Originally published December 27 2005
Sony keeps spyware-installing CDs on store shelves
by Mike Adams, the Health Ranger, NaturalNews Editor
More than three weeks after the vulnerability was revealed, Sony's spyware-installing CDs are still being sold at several large music chains like Virgin Megastore, FYE, Best Buy, Circuit City, Sam Goody and Wal-Mart. Sony said it told stores to remove the discs.
Sony BMG Music's copy-protection woes continued Wednesday as New York Attorney General Eliot Spitzer's office berated the company for not making good on its promise to pull spyware-installing CDs from store shelves.
"It is unacceptable that more than three weeks after this serious vulnerability was revealed, these same CDs are still on shelves, during the busiest shopping days of the year," said Spitzer in a statement.

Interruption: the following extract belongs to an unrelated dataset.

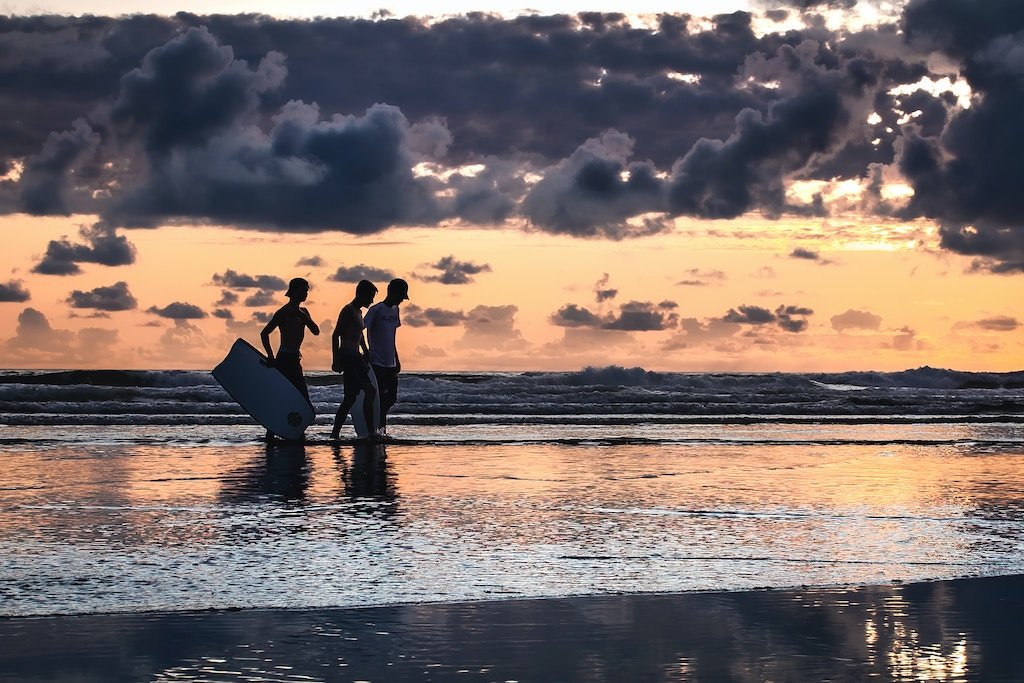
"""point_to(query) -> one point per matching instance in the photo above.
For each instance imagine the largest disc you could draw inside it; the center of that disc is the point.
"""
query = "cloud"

Spitzer's office sent investigators disguised as shoppers to several large music chains, including Virgin Megastore, FYE, Best Buy, Circuit City, Sam Goody, and Wal-Mart; the investigators were able to purchased copy-protected CDs at all the stores they visited.

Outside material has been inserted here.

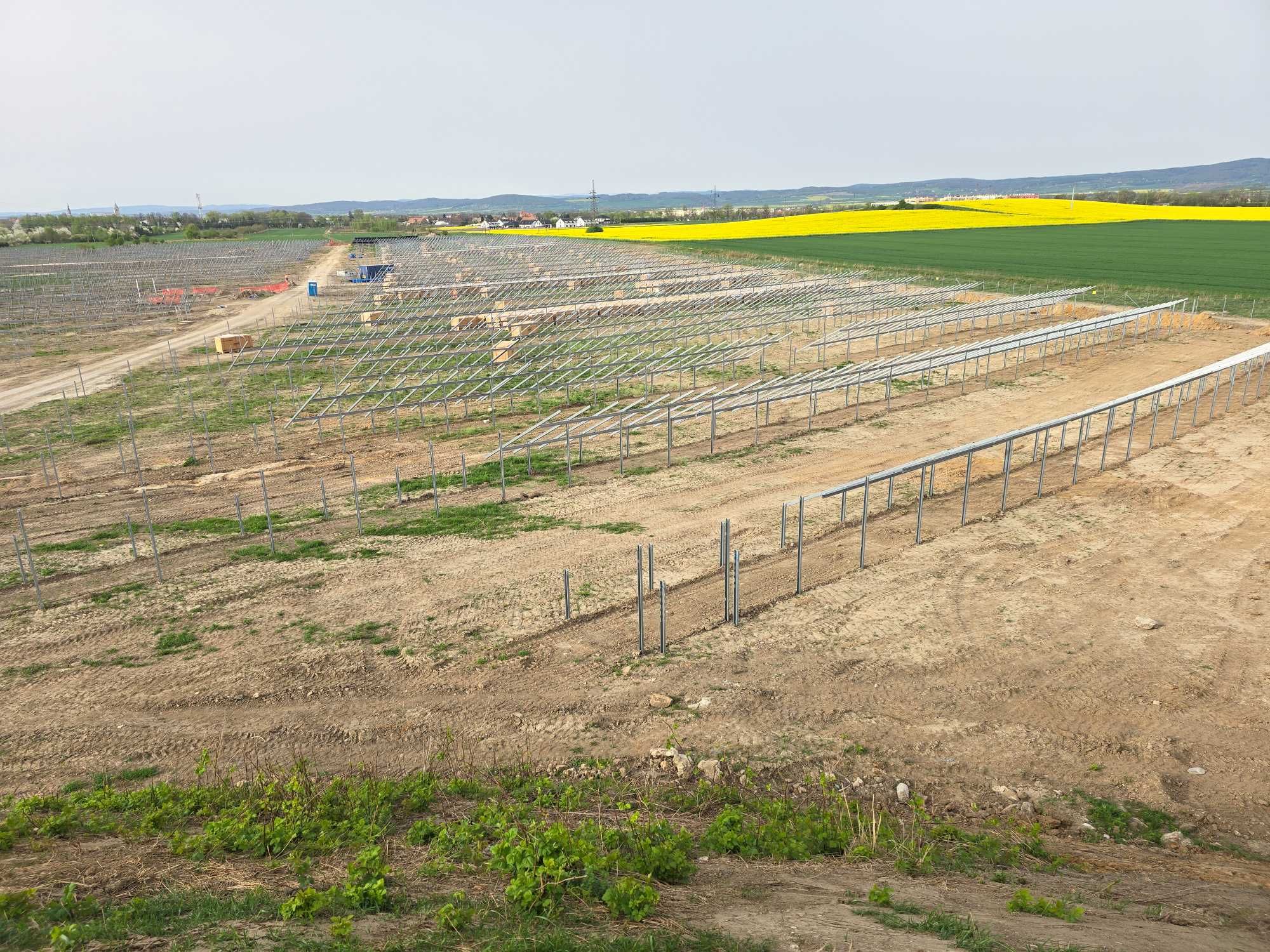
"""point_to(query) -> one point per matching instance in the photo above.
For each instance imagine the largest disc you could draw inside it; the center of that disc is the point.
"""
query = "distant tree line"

They were also promised prompt delivery of copy-protected CDs when they shopped online at the Web sites of Circuit City, Best Buy, Sam Goody, FYE, and Wal-Mart.

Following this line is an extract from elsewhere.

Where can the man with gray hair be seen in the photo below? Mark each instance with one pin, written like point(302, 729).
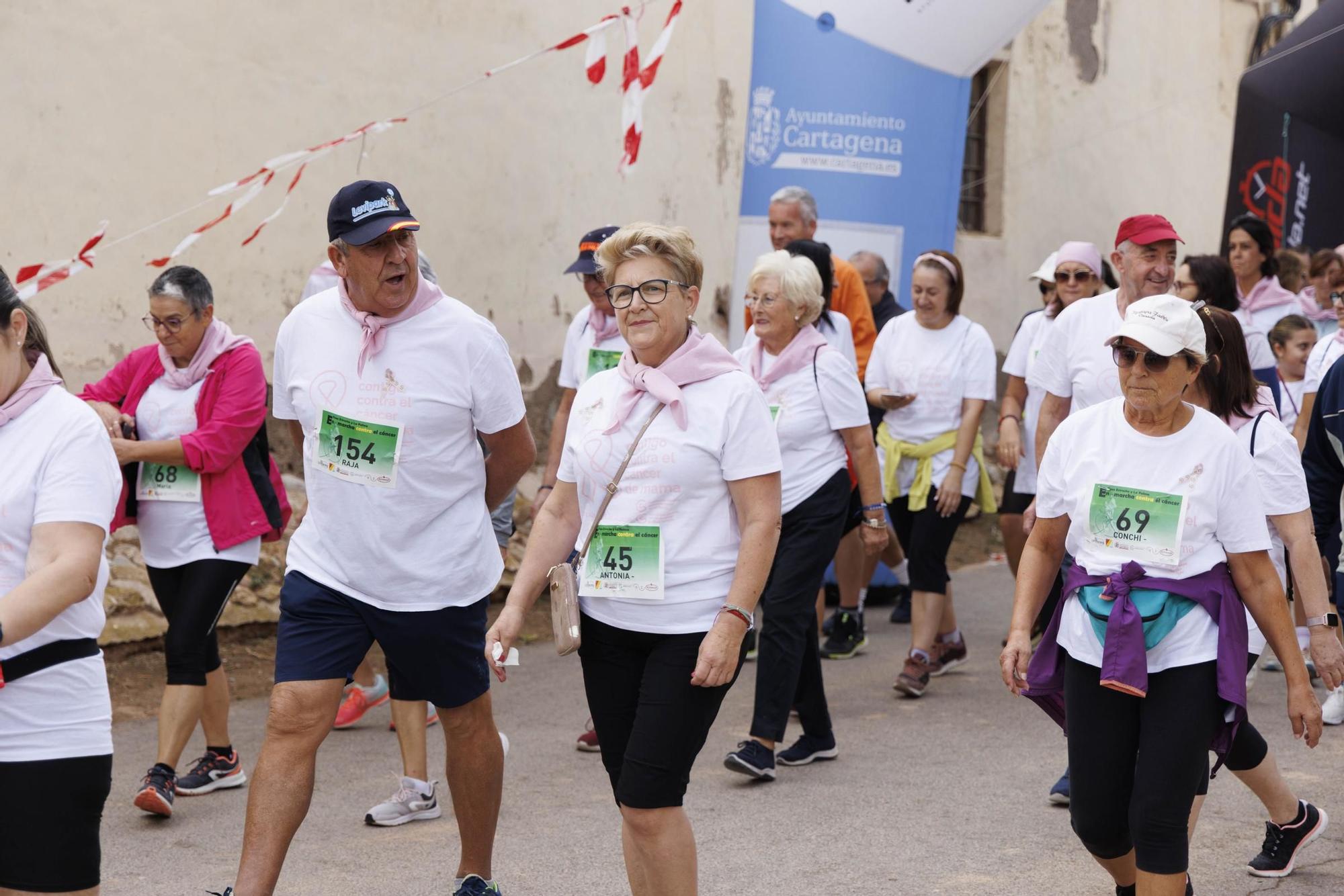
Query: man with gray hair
point(794, 216)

Mid-month, Sony BMG announced it was pulling all copies of the 52 audio CDs which installed a rootkit, code usually used only by hackers and spyware distributors to cloak their malicious software from anti-virus programs.
Sony said it instructed retailers to yank the discs from shelves; consumers who had already purchased copy-protected CDs were urged to exchange them for unprotected discs.
Spitzer's attention is only the latest bad news in a month-long string of public relations disasters for Sony after a researcher said millions of its CDs secretly install a rootkit to users' PCs.
On Nov. 21, Texas Attorney General Greg Abbott filed a lawsuit against Sony BMG that alleged the company broke the state's new anti-spyware law.
"Sony has engaged in a technological version of cloak and dagger deceit against consumers by hiding secret files on their computers," said Abbott in a statement issued when the lawsuit was filed.